Preach!

Presenting for Geeks: 3 tips for perfect tech talks

Dirk Haun is an organiser of TEDxStuttgart and a frequent speaker at tech conferences, including ACCU, FrOSCon, FOSDEM, LinuxTag. This extract is taken from his eBook Presenting For Geeks, which was released by our sister publishing arm, Developer.Press.

As geeks, we tend to think that a presentation is all about the content. We put all that we know about a topic on to the slides and then dump it on our audience. It may come as a surprise to you, but a presentation is not really about the content, or at least content is not the most important aspect. The most important part of a presentation is - your audience.

#1 Know your audience

When the audience is at the centre of your presentation, it should be obvious that you need to see things from their perspective. What does your audience know about your topic? What is their skill level? Do you need to explain to them that PHP is a scripting language or can you make a joke about an obscure bug in PHP 5.4 and they will get it?

It‘s also important to understand what they expect from you and your presentation. For example, is it meant to be purely informational or do they expect you to show them a solution to a very specific problem that they have?

Keep in mind that even when speaking to three Java user groups within one week, they will all have a different mix of personalities and skill levels. So what works for one audience doesn‘t necessarily work for another, even if they seem similar at first.

#2 The curse of knowledge

When you are familiar with a topic, it can be very hard to imagine not knowing all about it and seeing things from the perspective of someone who‘s new to the topic. Speakers often assume that the audience already has some knowledge of the topic, and as a result they end up speaking about a specialised issue which will go over the audience‘s head. This effect is known as The Curse of Knowledge, you need to overcome it in order to deliver an effective presentation. To overcome The Curse of Knowledge, you can adapt a trick that is normally used for problem solving.

When you are working on a problem and you‘re stuck, it often helps to simply try to explain it to someone who doesn‘t know anything about the topic. You will find that you will have to break down the problem into smaller pieces for them. The trick is that in decomposing the problem and forcing yourself to see it from a new perspective, you will gain new insights, which often leads to a possible solution. The same approach also works when you are thinking about the audience for your presentation. What do you know about them? What do they know about your topic? Do you happen to know someone from your potential audience personally? Now imagine that you‘re explaining your topic to them.

As with the problem solving trick, you don‘t actually have to talk to a real person, you only have to imagine it.
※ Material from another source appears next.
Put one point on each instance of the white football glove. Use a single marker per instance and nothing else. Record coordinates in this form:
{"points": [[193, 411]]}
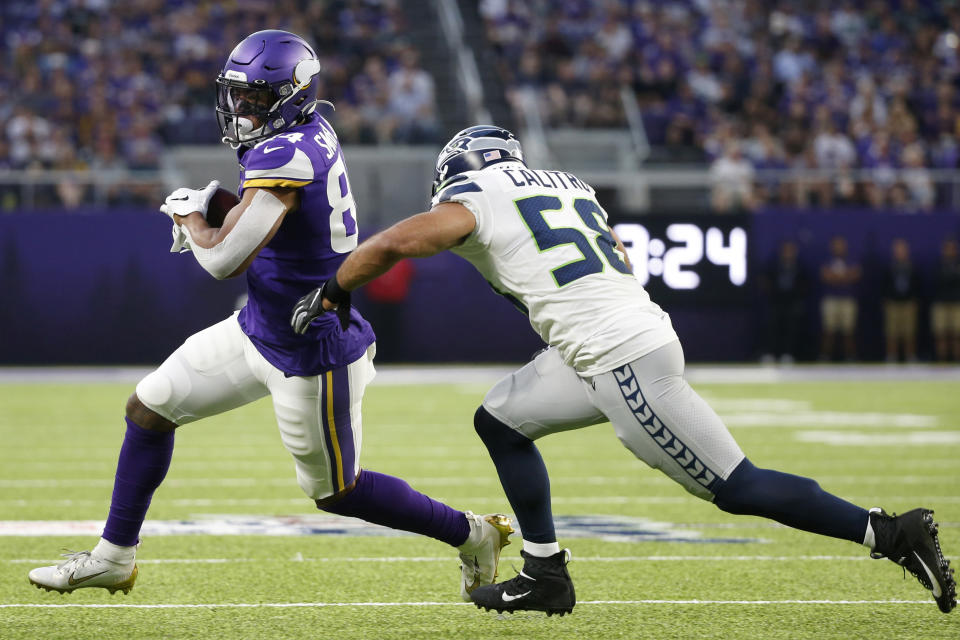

If all else fails, try to explain it to the next available stuffed animal.

#3 The elevator pitch

You‘ve probably heard about the Elevator Pitch. You happen to meet an influential person in an elevator and you now have the length of the elevator ride to pitch your idea to this person, hoping that it‘s something he or she is interested in (hopefully this makes the person act on your pitch).

As a presenter, you may think that since you are not really selling anything or you are not running a start-up that you don‘t need to know about this. So here‘s a more realistic scenario: You are at a conference where you are going to speak later in the day. During a break, you meet a fellow geek and you happen to mention your presentation. Can you summarise it in 30 seconds or less, before you are interrupted by an acquaintance of yours or your dialogue partner? Can you summarise it in a way that makes the other person want to come and listen to your presentation?

Even if that never happens, preparing an elevator pitch for your talk will help you to focus on your core message. If you can‘t summarise your own presentation in 30 seconds or less, chances are that you haven‘t really thought it through.